[LUCID] pull request - replace compcache with ramzswap

Andy Whitcroft apw at canonical.com
Wed Jan 6 17:36:52 UTC 2010


On Wed, Jan 06, 2010 at 09:53:06AM -0600, Manoj Iyer wrote:
> 
> This pull request removes compcache from ubuntu delta and adds the latest 
> ramzsawp (aka compcache) to staging.

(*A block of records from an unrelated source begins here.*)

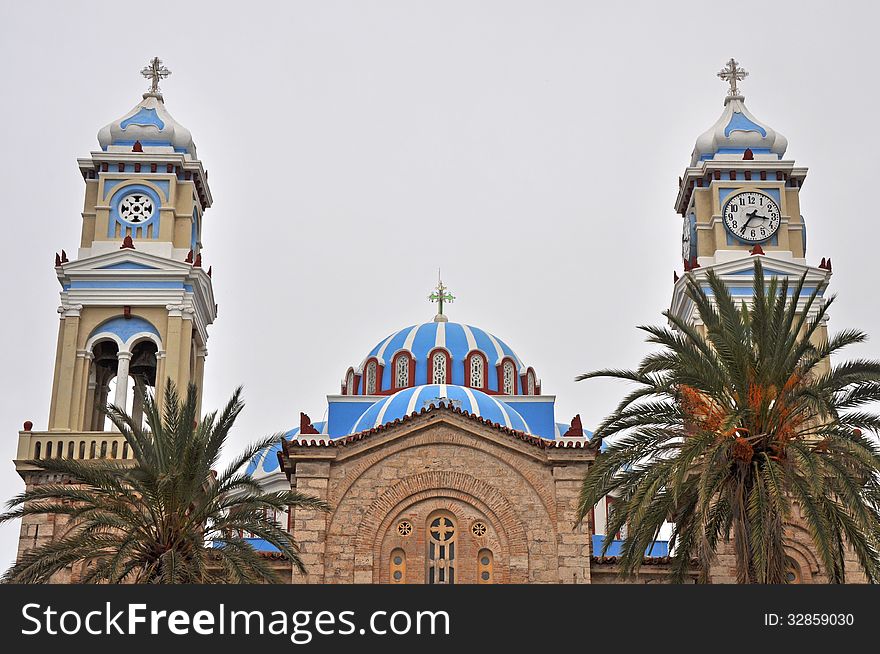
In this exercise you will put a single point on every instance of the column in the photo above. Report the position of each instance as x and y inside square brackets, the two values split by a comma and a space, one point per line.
[123, 359]
[137, 409]
[66, 366]
[161, 380]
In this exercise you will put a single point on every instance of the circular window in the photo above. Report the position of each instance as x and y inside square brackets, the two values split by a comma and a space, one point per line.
[136, 208]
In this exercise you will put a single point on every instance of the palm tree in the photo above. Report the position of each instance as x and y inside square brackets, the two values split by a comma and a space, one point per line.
[739, 427]
[169, 518]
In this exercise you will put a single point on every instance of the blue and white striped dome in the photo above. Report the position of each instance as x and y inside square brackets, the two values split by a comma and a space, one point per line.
[411, 400]
[457, 339]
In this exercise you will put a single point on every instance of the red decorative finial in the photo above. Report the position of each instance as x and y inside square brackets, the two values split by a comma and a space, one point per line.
[576, 428]
[305, 424]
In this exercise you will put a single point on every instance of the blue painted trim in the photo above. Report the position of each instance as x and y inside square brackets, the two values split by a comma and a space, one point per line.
[124, 328]
[127, 265]
[146, 117]
[128, 284]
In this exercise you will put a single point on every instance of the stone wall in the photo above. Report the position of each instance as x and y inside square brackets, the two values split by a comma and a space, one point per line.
[513, 498]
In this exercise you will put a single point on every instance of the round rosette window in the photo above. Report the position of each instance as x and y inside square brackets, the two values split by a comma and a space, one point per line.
[136, 208]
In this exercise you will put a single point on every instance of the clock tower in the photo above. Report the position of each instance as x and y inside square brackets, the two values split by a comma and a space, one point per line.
[739, 199]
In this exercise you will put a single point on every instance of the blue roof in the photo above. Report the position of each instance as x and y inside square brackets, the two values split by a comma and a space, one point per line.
[410, 400]
[656, 549]
[456, 338]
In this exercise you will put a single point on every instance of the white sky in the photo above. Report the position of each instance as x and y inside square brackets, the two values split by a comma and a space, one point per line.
[531, 149]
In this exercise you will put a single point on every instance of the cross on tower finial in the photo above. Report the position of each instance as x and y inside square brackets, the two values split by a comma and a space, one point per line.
[440, 295]
[732, 73]
[154, 72]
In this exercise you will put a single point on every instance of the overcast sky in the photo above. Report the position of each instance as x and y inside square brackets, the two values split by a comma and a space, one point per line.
[531, 149]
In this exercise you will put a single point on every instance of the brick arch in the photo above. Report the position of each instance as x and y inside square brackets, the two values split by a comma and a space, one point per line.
[463, 438]
[797, 543]
[428, 485]
[497, 542]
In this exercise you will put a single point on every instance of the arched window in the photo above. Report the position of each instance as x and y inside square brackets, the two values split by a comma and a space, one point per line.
[485, 565]
[792, 571]
[370, 384]
[508, 376]
[397, 567]
[441, 550]
[477, 372]
[438, 368]
[401, 371]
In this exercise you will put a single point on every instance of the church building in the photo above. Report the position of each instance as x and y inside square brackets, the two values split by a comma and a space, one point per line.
[442, 456]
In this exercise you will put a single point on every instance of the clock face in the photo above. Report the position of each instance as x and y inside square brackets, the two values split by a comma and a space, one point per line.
[686, 239]
[751, 216]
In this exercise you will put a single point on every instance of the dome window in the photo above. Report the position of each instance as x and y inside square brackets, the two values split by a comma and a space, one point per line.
[508, 374]
[401, 371]
[438, 367]
[476, 371]
[370, 384]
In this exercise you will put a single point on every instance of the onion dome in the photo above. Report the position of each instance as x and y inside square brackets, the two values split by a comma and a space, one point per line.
[412, 400]
[266, 460]
[441, 352]
[737, 130]
[148, 122]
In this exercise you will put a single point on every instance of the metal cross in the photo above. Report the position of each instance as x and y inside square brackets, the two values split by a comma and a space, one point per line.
[443, 530]
[731, 73]
[441, 294]
[154, 72]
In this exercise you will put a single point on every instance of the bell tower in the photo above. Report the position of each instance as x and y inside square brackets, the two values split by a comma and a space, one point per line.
[136, 301]
[739, 199]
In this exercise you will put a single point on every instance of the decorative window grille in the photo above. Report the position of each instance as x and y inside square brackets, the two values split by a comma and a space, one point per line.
[136, 208]
[397, 571]
[509, 377]
[401, 368]
[371, 378]
[485, 565]
[477, 371]
[438, 367]
[441, 550]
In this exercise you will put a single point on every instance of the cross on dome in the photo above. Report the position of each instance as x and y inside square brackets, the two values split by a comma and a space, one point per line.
[440, 295]
[732, 73]
[155, 71]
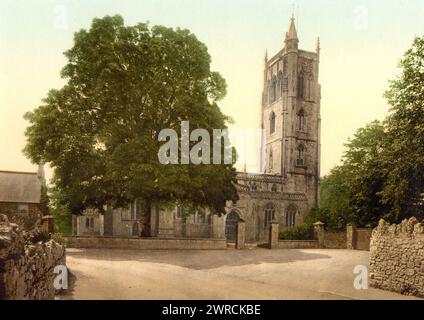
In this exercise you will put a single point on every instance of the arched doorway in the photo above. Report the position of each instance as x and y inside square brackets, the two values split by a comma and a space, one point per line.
[231, 226]
[135, 230]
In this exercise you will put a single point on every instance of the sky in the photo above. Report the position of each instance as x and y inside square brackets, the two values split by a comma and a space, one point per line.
[361, 45]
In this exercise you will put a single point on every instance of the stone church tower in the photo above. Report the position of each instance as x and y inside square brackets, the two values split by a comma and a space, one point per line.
[288, 188]
[291, 117]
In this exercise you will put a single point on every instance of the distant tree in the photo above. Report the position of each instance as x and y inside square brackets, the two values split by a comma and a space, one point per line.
[351, 191]
[100, 131]
[60, 211]
[403, 191]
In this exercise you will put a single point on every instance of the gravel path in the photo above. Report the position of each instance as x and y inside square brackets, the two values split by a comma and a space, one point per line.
[227, 274]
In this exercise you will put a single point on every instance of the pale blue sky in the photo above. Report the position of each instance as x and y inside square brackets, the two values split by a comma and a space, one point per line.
[362, 42]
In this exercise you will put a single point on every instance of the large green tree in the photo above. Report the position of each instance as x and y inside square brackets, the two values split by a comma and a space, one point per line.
[100, 131]
[351, 192]
[404, 187]
[382, 173]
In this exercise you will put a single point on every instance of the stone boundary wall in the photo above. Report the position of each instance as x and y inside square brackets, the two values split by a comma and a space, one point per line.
[26, 271]
[397, 257]
[146, 243]
[297, 244]
[334, 240]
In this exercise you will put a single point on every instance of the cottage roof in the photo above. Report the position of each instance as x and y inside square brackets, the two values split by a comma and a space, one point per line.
[20, 187]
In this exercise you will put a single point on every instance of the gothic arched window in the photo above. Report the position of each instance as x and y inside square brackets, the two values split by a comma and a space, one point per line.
[273, 93]
[269, 214]
[301, 120]
[291, 216]
[272, 123]
[300, 86]
[280, 84]
[300, 155]
[271, 160]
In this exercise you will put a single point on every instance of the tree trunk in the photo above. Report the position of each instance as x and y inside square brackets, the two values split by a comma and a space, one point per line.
[146, 228]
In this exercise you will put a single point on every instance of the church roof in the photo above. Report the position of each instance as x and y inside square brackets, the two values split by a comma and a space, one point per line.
[20, 187]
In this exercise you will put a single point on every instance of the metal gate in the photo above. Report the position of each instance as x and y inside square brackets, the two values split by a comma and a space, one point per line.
[231, 226]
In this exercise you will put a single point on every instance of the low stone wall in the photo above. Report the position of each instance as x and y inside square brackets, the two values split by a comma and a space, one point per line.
[26, 271]
[297, 244]
[397, 257]
[334, 240]
[146, 243]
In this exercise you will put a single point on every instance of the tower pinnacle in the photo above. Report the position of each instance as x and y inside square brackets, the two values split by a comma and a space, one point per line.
[292, 34]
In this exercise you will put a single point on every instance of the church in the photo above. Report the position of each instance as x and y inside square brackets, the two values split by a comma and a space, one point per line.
[285, 192]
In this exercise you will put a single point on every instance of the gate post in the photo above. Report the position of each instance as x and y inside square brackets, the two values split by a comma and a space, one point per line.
[350, 236]
[273, 235]
[319, 233]
[240, 234]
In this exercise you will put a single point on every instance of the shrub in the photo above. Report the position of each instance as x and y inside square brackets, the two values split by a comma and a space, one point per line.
[302, 232]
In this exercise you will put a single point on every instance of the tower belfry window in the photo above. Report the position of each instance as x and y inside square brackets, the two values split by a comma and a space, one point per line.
[301, 120]
[300, 155]
[272, 123]
[269, 214]
[271, 160]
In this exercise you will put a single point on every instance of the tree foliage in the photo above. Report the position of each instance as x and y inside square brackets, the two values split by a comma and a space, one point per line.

I built a kernel (with 
> skipmodules=true), and it is available under 
> http://people.canonical.com/~manjo/lucid/ramzswap/
> I have not tested if the latest ramzswap works the same as compcahe, but 
> from the mailing list the latest changes to ramzsawp (aka compcache) are 
> reported to work.

The first concern here would be that the name of the driver seems to
be changing from compcache to ramzswap.  However, I had a look at our
existing ubuntu/compcache version and actually if you look at the Makefile
it makes the module ramzswap also:

  obj-$(CONFIG_BLK_DEV_COMPCACHE) := ramzswap.o xvmalloc.o

Looking at the compcache support in the initramfs it seems it already
has to cope with compcache and ramzswap as names.  However, this new
version seems to have completely different use semantics.  We assume it
can be directly built as below:

    modprobe -q --ignore-install ramzswap disksize_kb="$kbytes"

but the new version only takes one module parameter:

    modprobe ramzswap num_devices=4

and relies on a new userspace tool to generate the actual devices:

    rzscontrol /dev/ramzswap2 --disksize_kb=XXX --init

so we would need to get that userspace tool as well to make this work
and update the initramfs support to trigger it.

>   drivers/staging/Makefile                           |    1 +
>   drivers/staging/ramzswap/Kconfig                   |   21 +

Finally I think if we could include this we would want to rename it over
to ubuntu for consitancy.

Overall if we do move to this version we would need to pull in the
userspace tools as a new package and we would also need to be able to
detect which version of ramzswap we have to adjust to the appropriate
semantics.

Cirtainly we cannot just blindly apply this this close to Alpha, if at
all during lucid.  I am inclined to suggest we stay with what we know
for this cycle and put this on the radar for M.